A su llegada, había un viejo y sucio Mini rojo aparcado junto a un automóvil de la policía. Por el manojo de revistas parroquiales y un fajo más pequeño de lo que parecían programas de concierto, junto con el ramo de hirsutos crisantemos y hojas otoñales que ocupaba el asiento de atrás, Dalgliesh dedujo que el párroco, o más probablemente su esposa, estaba ya en el cottage, seguramente de camino a echar una mano en la decoración de la iglesia, aunque, desde luego, el jueves era un día poco habitual para esta clase de tareas eclesiásticas. Acababa apenas de dar por terminado su escrutinio del coche de la rectoría cuando se abrió la puerta del cottage y una mujer les salió al encuentro por el sendero. Nadie que hubiera nacido y se hubiera criado en una rectoría podría albergar la menor duda de que se hallaban ante la señora Swaffield. Ciertamente, parecía el prototipo de la esposa de un párroco rural, de abundante pecho, animosa y enérgica, exudando la levemente amedrentadora seguridad de una mujer habituada a reconocer la autoridad y la competencia al primer golpe de vista, y a hacer inmediato uso de ellas. Vestía una falda de tweed cubierta con un floreado delantal de algodón, un jersey tejido a mano, zapatos gruesos y unas medias de lana caladas. Un sombrero de fieltro, de ala ancha y copa baja, atravesado por un agujón de acero para sombreros, se sostenía inexorablemente sobre una amplia frente.

—Buenos días. Buenos días. Ustedes son el comandante Dalgliesh y el inspector Massingham. Winifred Swaffield. Pasen, por favor. El anciano caballero está arriba, cambiándose. Cuando ha sabido que venían ustedes ha querido ponerse el traje, aunque le he asegurado que no hacía falta en absoluto. Bajará enseguida. Estarán ustedes mejor en la salita delantera, ¿no les parece? Tenemos aquí al agente Davis, pero naturalmente ya deben de saberlo todo acerca de él. Me ha informado que lo han enviado para impedir que nadie entre en la habitación del doctor Lorrimer y para asegurarse de que ningún visitante molesta al anciano caballero. Bien, de momento no ha venido ninguno, salvo un periodista y yo misma me he librado de él al momento, conque por esta parte todo va bien. Pero el agente me ha prestado una gran ayuda en la cocina. Acabo de prepararle el almuerzo al señor Lorrimer. Solamente sopa y una tortilla, me temo, pero no parece que haya mucho más en la despensa, excepto latas de conserva, y quizá más adelante se alegre de tenerlas. Nunca me ha gustado venir de la rectoría cargada como una hipócrita benefactora victoriana.

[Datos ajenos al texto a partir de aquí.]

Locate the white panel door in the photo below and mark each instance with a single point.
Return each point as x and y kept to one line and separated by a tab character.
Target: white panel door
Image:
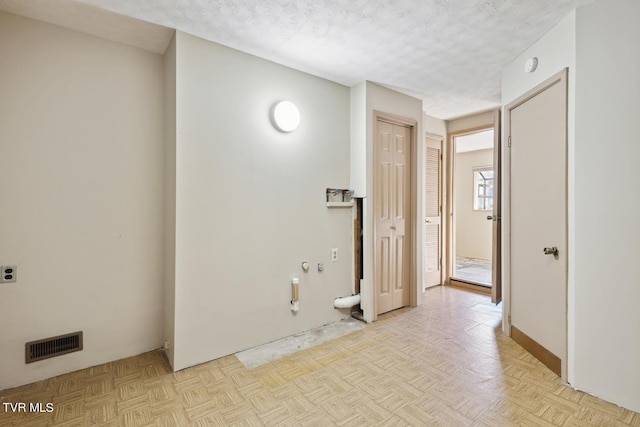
432	213
392	187
538	217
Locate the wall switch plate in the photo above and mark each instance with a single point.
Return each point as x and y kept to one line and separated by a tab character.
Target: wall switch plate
9	274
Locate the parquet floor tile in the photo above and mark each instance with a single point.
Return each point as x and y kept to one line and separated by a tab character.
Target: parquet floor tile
445	363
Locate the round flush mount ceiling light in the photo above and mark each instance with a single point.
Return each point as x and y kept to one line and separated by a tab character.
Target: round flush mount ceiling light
285	116
530	65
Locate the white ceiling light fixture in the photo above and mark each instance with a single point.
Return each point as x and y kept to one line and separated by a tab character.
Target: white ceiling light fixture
285	116
530	65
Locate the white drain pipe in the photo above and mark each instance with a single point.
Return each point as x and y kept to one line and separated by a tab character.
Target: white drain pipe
346	302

»Simon y yo queríamos que viniera a la rectoría de inmediato, pero él no parece muy impaciente por irse y lo cierto es que no se debe atosigar a la gente, y menos a las personas mayores. Y quizá sea mejor así. Simón está en cama con gripe, por eso no ha podido venir, y no queremos que el anciano caballero se contagie. Pero tampoco podemos permitir que se quede aquí solo por la noche. Había pensado que tal vez le gustaría tener aquí a su sobrina, Ángela Foley, pero dice que no. O sea que vamos a ver si Millie Gotobed, del Moonraker, puede quedarse a pasar esta noche aquí, y mañana ya veremos. Pero no debo hacerles perder el tiempo con mis preocupaciones.

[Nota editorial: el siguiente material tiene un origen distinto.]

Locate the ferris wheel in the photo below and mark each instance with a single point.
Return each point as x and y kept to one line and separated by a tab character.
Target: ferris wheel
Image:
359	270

Al terminar este discurso, Dalgliesh y Massingham se vieron introducidos en la salita delantera. Al ruido de sus pisadas en el estrecho recibidor había surgido el agente Davis de lo que sin duda debía ser la cocina, se había puesto firmes, saludado, ruborizado y dirigido a Dalgliesh una mirada donde se combinaba la súplica y una ligera desesperación, antes de desaparecer de nuevo por donde había salido. Por la puerta abierta emanaba un apetitoso aroma a sopa casera.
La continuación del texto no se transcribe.